Paul answered: “I don’t know how you can change science. Sexually transmitted diseases are caused by sexual activity. That’s been known for some 400 or 500 years, how these diseases are spread. If a fault comes with people because of their personal behavior, and in a free society people do dumb things, but it isn’t to be placed as a burden on other people, innocent people. Why should they have to pay for the consequences? That’s a sort of a nationalistic or socialistic attitude.”

Wallace then baited Paul saying: “Do you think someone with AIDS should not be entitled to health insurance as opposed to someone who has a heterosexually transmitted disease?” Paul responded patiently - explaining how the insurance market would handle it and offered the example that one doesn’t seek insurance after getting pregnant, but before.
Third, he has consistently spoken against fighting prolonged wars in the Middle East. Paul supported the invasion of Afghanistan in 2001 but not the protracted conflict there. He opposed the Iraq War and the US effort in Libya. Many conservatives would agree that fighting a conventional war against unconventional enemies is foolish, but Paul wouldn’t act against Radical Islam at all unless Congress declared war. Therein is the Achilles’s Heel of Ron Paul’s foreign policy. There’s no nation-state against which to declare war, so how would he propose that we deal with Radical Islam - which is not a nation-state, but a movement across the Muslim world on five continents?
Last August, a man asked him that at a campaign stop in Winterset, Iowa. According to the Des Moines Register, Paul said: "I don’t see Islam as our enemy. I see that motivation is occupation and those who hate us and would like to kill us, they are motivated by our invasion of their land [and] the support of their dictators that they hate."

In the same exchange, Paul reiterated his belief that the September 11th attacks were motivated by American actions. While conservatives agree with Paul about strict adherence to Congress’s exclusive constitutional authority to declare war, they’re appalled (no pun intended) that Paul would blame America for September 11th. It’s a deal-breaker for conservatives including this writer, but it’s a plus with Paul’s legions of young supporters raised to believe America is imperialist. That Ron Paul’s Libertarian beliefs would include repealing marijuana laws is also a plus with them - and they comprise the bulk of his powerful, enthusiastic, boots-on-the-ground, campaign organization.

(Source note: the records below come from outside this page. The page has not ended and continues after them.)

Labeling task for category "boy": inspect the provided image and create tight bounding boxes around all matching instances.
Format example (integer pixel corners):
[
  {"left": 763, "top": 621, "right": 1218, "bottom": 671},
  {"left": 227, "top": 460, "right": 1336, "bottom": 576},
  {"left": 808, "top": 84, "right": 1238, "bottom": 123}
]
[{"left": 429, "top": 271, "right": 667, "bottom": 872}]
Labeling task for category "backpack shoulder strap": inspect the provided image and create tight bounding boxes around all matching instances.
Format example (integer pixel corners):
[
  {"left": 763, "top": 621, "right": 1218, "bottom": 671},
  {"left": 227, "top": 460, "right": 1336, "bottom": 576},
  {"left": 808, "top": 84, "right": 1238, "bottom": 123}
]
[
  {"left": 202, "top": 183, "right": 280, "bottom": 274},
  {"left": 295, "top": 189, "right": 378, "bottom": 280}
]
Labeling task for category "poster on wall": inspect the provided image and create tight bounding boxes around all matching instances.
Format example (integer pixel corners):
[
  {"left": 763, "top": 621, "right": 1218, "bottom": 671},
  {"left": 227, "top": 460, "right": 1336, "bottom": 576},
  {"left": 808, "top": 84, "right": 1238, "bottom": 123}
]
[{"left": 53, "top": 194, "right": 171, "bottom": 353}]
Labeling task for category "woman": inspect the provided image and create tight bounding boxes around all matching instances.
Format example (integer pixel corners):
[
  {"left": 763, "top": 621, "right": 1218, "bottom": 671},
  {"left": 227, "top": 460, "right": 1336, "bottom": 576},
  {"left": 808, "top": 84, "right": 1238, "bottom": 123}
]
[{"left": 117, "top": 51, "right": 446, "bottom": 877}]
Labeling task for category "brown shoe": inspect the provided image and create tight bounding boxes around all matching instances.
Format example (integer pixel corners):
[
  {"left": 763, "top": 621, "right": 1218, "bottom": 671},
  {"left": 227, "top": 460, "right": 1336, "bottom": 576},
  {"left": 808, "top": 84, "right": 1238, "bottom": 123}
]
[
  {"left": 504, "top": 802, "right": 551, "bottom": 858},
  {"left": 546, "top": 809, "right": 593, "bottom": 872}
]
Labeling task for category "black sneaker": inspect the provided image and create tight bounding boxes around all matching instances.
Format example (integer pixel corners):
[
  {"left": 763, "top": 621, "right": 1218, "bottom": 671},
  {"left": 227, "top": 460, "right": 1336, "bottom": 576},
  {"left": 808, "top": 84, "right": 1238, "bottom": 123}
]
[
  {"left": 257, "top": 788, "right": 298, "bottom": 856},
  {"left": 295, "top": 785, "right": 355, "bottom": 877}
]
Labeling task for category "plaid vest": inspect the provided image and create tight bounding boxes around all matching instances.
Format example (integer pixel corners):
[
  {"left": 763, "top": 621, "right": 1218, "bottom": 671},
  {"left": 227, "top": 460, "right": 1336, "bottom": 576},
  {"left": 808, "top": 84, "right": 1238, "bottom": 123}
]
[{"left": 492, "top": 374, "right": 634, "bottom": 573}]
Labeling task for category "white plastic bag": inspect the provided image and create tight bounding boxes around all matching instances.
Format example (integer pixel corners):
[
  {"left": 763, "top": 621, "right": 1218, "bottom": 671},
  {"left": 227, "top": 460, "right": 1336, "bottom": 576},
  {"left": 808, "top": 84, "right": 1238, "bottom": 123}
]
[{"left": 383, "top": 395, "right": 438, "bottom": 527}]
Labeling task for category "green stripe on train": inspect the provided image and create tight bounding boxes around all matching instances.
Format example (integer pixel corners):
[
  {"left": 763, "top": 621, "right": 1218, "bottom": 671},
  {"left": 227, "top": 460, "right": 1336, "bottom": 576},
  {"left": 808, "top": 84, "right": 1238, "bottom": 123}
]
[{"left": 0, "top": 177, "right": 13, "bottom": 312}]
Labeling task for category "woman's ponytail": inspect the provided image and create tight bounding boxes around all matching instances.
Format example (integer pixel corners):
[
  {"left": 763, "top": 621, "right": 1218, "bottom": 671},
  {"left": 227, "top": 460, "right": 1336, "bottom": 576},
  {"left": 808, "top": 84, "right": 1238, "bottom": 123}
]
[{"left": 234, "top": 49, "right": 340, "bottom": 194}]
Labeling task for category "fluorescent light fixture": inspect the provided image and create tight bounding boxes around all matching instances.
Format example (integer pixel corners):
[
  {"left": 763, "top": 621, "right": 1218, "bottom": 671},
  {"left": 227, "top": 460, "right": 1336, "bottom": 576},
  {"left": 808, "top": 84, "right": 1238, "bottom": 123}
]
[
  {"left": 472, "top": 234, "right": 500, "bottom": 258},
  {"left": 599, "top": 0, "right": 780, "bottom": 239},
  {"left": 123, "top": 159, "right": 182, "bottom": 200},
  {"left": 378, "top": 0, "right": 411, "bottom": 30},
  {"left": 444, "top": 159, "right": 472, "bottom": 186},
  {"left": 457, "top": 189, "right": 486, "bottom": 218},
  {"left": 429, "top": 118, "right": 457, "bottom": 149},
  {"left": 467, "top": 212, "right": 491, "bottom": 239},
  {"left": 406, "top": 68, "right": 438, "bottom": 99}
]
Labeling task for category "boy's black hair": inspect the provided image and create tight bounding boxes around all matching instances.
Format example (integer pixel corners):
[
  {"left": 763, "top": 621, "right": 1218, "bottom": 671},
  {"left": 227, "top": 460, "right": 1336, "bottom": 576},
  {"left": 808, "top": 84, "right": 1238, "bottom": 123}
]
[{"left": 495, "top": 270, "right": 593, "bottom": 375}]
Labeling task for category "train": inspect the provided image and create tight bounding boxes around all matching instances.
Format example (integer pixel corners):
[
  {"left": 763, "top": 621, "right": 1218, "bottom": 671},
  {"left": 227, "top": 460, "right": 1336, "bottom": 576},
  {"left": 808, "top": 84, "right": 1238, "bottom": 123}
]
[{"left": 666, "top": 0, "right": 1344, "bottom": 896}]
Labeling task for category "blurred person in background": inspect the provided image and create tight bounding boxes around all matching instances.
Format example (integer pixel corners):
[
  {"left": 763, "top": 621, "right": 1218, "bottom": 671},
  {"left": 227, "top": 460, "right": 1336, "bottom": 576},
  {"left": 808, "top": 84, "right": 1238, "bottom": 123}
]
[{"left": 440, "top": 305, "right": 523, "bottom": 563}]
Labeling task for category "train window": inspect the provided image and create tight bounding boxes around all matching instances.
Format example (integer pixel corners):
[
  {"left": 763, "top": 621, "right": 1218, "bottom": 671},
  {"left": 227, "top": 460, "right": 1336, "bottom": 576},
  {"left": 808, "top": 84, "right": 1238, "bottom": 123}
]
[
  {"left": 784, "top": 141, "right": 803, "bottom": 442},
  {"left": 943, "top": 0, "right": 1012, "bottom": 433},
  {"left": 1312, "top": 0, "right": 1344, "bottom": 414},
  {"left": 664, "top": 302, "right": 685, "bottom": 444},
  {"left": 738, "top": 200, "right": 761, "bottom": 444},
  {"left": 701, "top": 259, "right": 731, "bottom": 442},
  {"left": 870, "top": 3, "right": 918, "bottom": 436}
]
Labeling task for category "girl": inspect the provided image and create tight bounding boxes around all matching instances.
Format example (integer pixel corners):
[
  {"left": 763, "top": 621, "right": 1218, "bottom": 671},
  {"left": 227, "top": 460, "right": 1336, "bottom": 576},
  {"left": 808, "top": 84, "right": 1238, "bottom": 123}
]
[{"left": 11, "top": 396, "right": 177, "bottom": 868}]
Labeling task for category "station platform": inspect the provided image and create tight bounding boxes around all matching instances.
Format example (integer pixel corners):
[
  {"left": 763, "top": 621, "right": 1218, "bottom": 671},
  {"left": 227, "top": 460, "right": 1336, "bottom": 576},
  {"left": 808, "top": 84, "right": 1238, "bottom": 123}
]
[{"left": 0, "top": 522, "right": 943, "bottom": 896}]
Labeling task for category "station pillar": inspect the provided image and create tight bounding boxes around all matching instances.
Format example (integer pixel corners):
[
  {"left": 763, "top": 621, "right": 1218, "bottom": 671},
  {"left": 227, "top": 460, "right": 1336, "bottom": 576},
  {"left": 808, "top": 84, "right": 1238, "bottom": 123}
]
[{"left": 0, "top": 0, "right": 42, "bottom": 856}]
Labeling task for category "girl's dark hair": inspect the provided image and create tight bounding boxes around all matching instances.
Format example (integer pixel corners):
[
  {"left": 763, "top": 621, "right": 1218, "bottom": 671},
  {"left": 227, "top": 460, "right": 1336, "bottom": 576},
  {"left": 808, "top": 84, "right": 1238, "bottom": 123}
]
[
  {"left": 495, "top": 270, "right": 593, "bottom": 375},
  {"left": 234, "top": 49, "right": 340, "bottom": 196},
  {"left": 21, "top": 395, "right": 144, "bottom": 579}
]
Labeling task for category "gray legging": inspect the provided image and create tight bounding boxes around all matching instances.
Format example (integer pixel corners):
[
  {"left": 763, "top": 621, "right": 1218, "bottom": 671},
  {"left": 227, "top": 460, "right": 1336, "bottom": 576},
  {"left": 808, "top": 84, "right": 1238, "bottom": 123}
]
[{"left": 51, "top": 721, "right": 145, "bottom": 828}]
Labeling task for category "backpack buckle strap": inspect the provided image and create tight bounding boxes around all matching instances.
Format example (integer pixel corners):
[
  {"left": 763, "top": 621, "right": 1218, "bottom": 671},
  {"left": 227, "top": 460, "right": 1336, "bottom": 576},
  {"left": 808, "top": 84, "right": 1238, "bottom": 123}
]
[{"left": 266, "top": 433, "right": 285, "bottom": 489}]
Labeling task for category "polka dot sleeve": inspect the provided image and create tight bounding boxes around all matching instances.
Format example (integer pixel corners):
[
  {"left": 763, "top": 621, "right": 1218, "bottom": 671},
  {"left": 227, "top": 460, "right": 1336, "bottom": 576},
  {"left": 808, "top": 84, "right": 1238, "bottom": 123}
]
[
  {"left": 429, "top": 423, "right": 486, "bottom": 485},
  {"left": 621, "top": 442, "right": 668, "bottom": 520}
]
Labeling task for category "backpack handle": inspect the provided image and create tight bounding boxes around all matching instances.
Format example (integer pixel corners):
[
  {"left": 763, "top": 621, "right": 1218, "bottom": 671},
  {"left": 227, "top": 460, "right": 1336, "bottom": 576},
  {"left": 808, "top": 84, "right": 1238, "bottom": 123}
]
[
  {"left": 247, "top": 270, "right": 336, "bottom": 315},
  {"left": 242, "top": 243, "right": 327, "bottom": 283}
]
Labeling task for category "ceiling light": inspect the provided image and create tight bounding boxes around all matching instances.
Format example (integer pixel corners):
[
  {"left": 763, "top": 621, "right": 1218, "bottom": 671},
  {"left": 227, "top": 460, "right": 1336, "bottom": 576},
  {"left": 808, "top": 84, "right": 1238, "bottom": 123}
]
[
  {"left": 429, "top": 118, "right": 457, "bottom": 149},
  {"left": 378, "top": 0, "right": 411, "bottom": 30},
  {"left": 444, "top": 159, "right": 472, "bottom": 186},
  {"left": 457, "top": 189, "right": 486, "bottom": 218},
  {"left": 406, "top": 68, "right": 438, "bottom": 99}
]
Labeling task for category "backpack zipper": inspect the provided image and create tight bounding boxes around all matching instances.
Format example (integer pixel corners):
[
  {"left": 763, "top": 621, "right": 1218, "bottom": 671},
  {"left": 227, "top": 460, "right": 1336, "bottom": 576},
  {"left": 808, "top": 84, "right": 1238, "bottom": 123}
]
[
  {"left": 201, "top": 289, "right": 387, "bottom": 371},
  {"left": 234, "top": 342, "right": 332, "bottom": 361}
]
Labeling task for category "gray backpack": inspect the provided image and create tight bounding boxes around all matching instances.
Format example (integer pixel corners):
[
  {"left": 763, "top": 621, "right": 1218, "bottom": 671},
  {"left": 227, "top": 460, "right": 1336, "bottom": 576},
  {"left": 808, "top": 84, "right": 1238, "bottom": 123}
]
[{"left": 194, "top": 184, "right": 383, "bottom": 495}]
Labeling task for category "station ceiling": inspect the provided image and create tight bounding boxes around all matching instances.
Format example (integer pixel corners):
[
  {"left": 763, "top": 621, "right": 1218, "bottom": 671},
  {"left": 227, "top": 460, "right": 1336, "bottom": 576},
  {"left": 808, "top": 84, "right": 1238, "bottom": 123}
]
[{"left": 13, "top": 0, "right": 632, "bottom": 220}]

Results of the Iowa caucus just came in as I’m filing this. Paul came in a close third behind Romney and Santorum. Sarah Palin advises the GOP to be careful not to marginalize Paul and his supporters. Good advice. The GOP establishment has been foolish to ignore the appeal Ron Paul’s consistent, strict-constructionist view that federal government be cut back drastically. Ron Paul is not a fringe candidate. His consistently-large voter support makes him viable no matter what the pundits claim.